Endurance exercises involve activities that increase your breathing and heart rate and that require your muscles to perform over a period of time. Building up your endurance will make it easier to do things like mow the lawn, climb the stairs, and go for walks.
It’s important to consult with your physician before you start a new exercise program to make sure it’s right for you and won’t likely result in injury. Good strength exercises include lifting weights and using resistance bands or household items to challenge your muscles. Good endurance exercises include things like dancing, swimming, and even brisk walking. The National Institute on Aging’s Go4Life campaign offers some great tips and suggestions on exercising including ideas on how you can turn things you can find around the house—like tennis balls and chairs, and daily activities—even household chores, into your exercise for the day.
Finding More Answers
A significant body of research in recent years suggests that in addition to exercise, drug interventions have the potential to slow the declines associated with sarcopenia and may even be able to improve physical function.

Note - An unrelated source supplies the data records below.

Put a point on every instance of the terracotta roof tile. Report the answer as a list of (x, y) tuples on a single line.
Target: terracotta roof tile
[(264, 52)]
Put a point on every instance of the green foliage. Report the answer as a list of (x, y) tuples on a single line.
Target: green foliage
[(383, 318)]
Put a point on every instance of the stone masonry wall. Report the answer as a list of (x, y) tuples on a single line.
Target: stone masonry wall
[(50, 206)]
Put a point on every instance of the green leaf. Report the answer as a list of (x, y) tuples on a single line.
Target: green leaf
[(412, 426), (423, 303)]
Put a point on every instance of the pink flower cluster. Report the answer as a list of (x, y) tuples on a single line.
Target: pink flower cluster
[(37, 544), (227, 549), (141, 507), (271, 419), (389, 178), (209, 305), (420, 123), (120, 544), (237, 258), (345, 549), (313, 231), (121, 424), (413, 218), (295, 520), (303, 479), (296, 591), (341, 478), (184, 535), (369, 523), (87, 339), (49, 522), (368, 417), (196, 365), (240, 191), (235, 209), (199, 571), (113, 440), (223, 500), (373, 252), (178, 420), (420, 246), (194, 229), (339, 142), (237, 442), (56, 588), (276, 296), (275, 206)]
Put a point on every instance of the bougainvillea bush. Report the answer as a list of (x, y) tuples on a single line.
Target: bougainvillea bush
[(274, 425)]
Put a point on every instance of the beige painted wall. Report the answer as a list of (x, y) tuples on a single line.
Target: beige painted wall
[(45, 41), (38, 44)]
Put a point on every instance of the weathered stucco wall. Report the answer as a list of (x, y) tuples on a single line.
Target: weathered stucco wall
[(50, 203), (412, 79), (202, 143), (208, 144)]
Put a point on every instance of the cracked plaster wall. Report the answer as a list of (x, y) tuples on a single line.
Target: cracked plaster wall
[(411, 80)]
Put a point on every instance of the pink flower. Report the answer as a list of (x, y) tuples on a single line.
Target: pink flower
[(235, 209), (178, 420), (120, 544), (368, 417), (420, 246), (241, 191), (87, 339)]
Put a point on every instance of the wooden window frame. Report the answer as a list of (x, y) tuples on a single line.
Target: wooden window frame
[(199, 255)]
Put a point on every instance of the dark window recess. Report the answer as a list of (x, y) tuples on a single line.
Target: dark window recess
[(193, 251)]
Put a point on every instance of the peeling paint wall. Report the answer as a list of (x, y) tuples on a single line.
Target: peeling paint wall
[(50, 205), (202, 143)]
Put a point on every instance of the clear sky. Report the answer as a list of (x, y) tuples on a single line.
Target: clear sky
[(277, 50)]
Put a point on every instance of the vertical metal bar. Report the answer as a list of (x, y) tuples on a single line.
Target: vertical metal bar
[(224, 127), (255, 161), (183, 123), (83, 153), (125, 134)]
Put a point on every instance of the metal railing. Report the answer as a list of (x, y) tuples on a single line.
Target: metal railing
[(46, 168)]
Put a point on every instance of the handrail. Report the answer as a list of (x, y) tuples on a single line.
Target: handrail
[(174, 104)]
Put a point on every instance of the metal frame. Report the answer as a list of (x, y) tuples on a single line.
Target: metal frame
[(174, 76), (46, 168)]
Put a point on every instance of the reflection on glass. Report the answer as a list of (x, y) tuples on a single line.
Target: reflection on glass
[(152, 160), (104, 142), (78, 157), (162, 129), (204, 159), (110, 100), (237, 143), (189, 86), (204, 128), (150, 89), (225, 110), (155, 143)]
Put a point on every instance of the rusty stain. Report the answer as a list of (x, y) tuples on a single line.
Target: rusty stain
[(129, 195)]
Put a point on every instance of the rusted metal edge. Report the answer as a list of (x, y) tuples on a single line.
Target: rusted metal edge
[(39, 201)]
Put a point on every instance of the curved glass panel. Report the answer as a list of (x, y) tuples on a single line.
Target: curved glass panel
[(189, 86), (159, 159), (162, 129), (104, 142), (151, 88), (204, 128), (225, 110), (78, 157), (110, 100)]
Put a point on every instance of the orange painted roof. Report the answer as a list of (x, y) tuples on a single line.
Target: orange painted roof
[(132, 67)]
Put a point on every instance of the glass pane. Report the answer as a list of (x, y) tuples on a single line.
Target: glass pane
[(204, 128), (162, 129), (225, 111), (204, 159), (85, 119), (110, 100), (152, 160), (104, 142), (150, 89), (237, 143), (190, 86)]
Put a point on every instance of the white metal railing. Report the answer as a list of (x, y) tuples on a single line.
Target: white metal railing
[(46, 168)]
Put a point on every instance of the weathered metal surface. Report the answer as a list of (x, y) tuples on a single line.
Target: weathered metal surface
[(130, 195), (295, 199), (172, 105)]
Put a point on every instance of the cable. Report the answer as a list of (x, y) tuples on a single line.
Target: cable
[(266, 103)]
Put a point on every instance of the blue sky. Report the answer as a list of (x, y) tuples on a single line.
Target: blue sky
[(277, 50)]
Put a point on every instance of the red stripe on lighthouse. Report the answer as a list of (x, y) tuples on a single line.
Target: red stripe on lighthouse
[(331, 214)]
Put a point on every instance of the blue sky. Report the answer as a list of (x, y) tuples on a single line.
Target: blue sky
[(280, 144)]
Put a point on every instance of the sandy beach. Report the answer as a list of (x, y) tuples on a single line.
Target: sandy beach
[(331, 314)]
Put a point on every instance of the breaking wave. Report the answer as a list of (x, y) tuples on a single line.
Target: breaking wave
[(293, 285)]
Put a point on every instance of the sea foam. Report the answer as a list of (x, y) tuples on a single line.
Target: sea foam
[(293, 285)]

Unfortunately, there are major barriers to research and development of these potential interventions. Currently, scientists are unable to agree on clinical definitions of sarcopenia that would allow health care professionals to better detect, diagnose, and treat the condition. There is also a lack of action at the drug-approval level which slows research, innovation, and the development of new therapies.
The Aging in Motion Coalition consists of more than 30 organizations that are dedicated to removing these barriers and ensuring that new drugs are developed and made available for adults suffering from sarcopenia. Clearly, preserving the independence and physical function of our aging population not only preserves their quality of life, but also promises to save our nation billions of dollars in healthcare costs. The AIM Coalition recognizes that therapies and interventions that can halt or reverse the effects of sarcopenia are a realistic possibility and hold great promise.